Magnus's English accent was not well received by some critics. She was listed ninth in io9's "Worst Fake Accents From The Yanks (And Canucks) Of Science Fiction", with Meredith Woerner stating "I really want to like this new Sci Fi Channel show, especially since the monsters look amazing – but I'm worried Tapping's dreadful accent will get in the way. It sounds completely forced in all the clips I've seen so far, but I'll guess I'll have to wait until October 3 to make my full assessment." Maureen Ryan of the Chicago Tribune wondered why Tapping decided to speak with an "iffy accent," but added she would be of interest by fans of Tapping's previous works, notably Stargate.
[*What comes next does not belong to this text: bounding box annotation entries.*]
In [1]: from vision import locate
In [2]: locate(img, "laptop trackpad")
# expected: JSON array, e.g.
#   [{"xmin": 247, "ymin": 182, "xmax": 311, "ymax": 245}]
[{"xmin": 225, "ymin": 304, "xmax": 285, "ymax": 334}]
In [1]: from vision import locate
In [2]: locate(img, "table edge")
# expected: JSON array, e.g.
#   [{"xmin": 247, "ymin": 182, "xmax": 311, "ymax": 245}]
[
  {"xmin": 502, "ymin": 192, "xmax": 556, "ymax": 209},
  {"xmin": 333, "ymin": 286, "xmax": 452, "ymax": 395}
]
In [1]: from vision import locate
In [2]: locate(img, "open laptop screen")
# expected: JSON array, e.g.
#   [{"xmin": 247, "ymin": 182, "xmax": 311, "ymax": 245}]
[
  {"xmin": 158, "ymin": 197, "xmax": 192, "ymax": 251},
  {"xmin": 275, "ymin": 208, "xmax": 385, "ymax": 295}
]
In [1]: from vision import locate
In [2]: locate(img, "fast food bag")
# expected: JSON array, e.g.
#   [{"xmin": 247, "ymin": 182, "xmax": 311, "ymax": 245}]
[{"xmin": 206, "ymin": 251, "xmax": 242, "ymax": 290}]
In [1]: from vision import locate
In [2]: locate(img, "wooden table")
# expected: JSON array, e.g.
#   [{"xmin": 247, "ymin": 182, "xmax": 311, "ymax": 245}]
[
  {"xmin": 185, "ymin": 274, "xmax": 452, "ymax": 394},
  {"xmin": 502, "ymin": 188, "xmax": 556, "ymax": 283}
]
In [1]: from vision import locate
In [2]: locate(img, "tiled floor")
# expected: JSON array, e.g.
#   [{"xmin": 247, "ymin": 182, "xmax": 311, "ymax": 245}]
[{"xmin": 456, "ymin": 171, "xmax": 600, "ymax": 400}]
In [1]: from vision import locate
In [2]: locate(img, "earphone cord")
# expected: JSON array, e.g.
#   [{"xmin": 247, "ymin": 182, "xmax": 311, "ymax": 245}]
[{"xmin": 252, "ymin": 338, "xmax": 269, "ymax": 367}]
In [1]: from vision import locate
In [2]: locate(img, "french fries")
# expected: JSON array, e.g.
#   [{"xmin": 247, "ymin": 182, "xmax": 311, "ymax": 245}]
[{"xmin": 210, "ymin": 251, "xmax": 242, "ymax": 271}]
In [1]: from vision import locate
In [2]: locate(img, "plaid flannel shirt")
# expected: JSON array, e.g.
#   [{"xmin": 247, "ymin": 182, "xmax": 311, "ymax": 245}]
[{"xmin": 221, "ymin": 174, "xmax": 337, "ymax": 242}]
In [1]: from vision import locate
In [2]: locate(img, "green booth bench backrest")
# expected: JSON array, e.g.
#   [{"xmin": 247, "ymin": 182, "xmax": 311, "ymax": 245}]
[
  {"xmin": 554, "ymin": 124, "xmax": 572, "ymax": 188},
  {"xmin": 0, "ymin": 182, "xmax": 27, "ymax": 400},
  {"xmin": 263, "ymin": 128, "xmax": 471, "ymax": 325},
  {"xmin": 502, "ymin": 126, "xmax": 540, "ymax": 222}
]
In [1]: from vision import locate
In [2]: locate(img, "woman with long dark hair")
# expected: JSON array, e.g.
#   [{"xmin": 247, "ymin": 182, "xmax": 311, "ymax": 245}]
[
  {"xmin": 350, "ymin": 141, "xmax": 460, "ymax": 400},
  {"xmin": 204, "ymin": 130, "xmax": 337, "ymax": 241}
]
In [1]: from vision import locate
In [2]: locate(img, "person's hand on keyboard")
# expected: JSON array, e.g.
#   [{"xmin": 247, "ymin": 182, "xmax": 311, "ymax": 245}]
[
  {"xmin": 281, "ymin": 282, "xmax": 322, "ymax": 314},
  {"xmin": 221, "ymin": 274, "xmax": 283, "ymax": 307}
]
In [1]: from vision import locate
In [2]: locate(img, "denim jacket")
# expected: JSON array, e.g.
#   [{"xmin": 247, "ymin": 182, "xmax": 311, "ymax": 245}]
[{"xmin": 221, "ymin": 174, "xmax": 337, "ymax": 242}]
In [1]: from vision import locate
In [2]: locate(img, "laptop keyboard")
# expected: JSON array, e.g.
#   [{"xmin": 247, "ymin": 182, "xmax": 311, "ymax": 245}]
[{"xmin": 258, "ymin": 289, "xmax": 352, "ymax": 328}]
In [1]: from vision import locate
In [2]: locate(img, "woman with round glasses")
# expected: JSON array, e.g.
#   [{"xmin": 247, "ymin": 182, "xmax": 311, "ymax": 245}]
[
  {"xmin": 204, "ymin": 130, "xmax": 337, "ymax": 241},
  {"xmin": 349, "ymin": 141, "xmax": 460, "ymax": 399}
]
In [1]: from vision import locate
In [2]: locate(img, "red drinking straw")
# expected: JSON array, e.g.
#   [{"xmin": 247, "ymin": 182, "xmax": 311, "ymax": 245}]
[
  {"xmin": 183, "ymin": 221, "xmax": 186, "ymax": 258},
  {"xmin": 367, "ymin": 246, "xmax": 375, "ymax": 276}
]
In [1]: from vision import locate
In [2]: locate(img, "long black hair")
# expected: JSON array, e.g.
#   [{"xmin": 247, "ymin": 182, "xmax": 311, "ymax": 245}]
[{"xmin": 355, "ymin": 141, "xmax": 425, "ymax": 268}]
Rob Owen of the Pittsburgh Post-Gazette called Tapping's English accent "unremarkable", whilst calling the show an "unremarkable series."

===Accolades===

Over the course of the series, Tapping's portrayal of Magnus resulted in several award nominations. Tapping was nominated for a 2009 Gemini Award for "Best Performance by an Actress in a Continuing Leading Dramatic Role," for her role in "Requiem", but lost out to Being Erica's Erin Karpluk In the same year, Tapping won the similar "Best Lead Performance by a Female in a Dramatic Series" Leo Award for the same episode. She was nominated for the same category again in 2010 for "Pavor Nocturnus", and in 2011 for "Breach", but lost out to Erin Karpluk and Blackstone's Carmen Moore, respectively.